As an award-winning horticulturist with an experience in combat aerial photography Steichen once stated that he was “a painter first, last, and all the time” and photography was “only a side issue”. But it is a fine artist behind the lens, who excelled and captured a worldwide fame.
Steichen’s images reflected a true original, versatile and prolific in his expression. They ranged from the natural world to celebrity portraiture and fashion, unified in a similar poetic grace. A master sensualist, he did not shy away from the advertisement campaigns either, asserting that even Michelangelo wanted to be paid well for his work. He gave this venue his 100% artistic best. The commercial body of work includes lingerie images for Gossard and provocative nudes for Cannon Towels. His whimsical textile prints, designed for Stehli Silks are quite ingenious and still look ahead of the curve.

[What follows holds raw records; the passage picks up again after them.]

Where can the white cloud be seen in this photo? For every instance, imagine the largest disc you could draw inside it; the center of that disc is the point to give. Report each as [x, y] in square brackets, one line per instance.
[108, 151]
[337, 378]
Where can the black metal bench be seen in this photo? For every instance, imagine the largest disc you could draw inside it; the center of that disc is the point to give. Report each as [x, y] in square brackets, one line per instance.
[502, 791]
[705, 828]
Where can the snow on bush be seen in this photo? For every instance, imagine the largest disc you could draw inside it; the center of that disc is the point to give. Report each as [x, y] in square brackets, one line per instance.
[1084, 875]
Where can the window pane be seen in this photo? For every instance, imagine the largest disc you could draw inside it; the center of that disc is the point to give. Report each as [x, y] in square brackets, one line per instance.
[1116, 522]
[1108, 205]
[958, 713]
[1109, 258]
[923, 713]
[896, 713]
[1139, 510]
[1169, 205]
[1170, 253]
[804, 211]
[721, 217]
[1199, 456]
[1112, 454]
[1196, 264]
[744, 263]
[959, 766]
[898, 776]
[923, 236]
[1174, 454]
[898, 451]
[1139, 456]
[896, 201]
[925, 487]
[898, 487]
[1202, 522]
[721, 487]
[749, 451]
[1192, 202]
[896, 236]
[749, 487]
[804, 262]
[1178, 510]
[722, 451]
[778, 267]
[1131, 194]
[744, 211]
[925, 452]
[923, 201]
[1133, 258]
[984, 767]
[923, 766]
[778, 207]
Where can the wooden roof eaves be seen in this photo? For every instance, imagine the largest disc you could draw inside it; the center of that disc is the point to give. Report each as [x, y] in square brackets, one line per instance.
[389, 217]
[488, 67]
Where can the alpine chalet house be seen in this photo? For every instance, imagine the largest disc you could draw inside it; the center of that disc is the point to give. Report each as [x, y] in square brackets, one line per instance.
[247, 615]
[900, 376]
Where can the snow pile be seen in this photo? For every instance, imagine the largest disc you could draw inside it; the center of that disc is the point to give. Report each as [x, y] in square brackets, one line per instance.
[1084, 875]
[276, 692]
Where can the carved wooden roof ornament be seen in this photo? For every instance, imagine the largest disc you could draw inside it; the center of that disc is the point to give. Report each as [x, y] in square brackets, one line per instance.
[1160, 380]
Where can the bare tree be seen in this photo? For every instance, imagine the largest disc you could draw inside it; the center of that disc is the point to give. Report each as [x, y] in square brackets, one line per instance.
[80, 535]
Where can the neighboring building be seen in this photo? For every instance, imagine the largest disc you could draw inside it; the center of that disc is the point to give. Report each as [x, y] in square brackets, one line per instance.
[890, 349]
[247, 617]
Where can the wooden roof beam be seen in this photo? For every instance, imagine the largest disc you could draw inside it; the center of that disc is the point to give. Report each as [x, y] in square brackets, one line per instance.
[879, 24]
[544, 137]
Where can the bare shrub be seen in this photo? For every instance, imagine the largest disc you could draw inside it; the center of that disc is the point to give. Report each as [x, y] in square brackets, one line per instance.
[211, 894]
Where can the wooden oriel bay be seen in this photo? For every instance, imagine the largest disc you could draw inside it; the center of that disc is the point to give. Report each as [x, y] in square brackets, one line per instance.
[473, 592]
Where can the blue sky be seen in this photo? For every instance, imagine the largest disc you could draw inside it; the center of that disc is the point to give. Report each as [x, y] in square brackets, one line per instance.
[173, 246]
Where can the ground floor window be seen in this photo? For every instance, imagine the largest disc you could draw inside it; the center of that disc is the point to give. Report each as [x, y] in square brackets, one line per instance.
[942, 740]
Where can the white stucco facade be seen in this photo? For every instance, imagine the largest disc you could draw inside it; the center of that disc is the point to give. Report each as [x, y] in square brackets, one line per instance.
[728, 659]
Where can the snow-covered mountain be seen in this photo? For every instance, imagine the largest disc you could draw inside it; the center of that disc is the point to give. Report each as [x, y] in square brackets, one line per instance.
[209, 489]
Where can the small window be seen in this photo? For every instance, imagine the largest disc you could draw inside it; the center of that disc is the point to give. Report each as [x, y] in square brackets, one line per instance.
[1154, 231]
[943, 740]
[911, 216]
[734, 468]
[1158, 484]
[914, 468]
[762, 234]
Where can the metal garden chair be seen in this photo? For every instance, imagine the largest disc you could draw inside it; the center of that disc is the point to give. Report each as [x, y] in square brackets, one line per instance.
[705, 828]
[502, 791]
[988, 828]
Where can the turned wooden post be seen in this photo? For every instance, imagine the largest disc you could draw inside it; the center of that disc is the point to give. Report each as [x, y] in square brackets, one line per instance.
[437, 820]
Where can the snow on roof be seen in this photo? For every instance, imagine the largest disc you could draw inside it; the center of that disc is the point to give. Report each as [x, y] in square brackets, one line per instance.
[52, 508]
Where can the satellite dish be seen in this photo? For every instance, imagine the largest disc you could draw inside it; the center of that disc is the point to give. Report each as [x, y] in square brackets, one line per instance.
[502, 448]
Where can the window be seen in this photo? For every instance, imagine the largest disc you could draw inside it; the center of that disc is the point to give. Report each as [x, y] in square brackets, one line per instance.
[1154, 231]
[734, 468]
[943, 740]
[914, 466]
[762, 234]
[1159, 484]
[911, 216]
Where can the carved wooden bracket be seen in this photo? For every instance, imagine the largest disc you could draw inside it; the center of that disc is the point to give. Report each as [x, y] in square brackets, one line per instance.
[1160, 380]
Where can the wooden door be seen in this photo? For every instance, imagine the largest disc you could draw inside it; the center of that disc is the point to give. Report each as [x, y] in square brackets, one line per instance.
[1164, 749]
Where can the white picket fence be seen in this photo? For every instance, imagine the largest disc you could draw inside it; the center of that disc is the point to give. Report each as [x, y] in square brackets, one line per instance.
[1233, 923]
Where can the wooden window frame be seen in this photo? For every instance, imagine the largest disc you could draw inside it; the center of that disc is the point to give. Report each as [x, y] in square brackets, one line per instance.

A gift of Steichen prints to the Whitney Museum of American Art prompted a current exhibition – EDWARD STEICHEN IN THE 1920S AND 1930S: A RECENT ACQUISITION. It is now in progress through February. On view are the works from the period when Steichen became the chief photographer for Vogue and Vanity Fair in 1923, a post lasting until 1937.
Replacing eccentric Pictorialist Baron Adolph de Meyer, Steichen changed the course of history, pioneering the “straight” photography. A Modernist in style, he is considered the first “modern” fashion photographer, charting the creative path for the generations to come.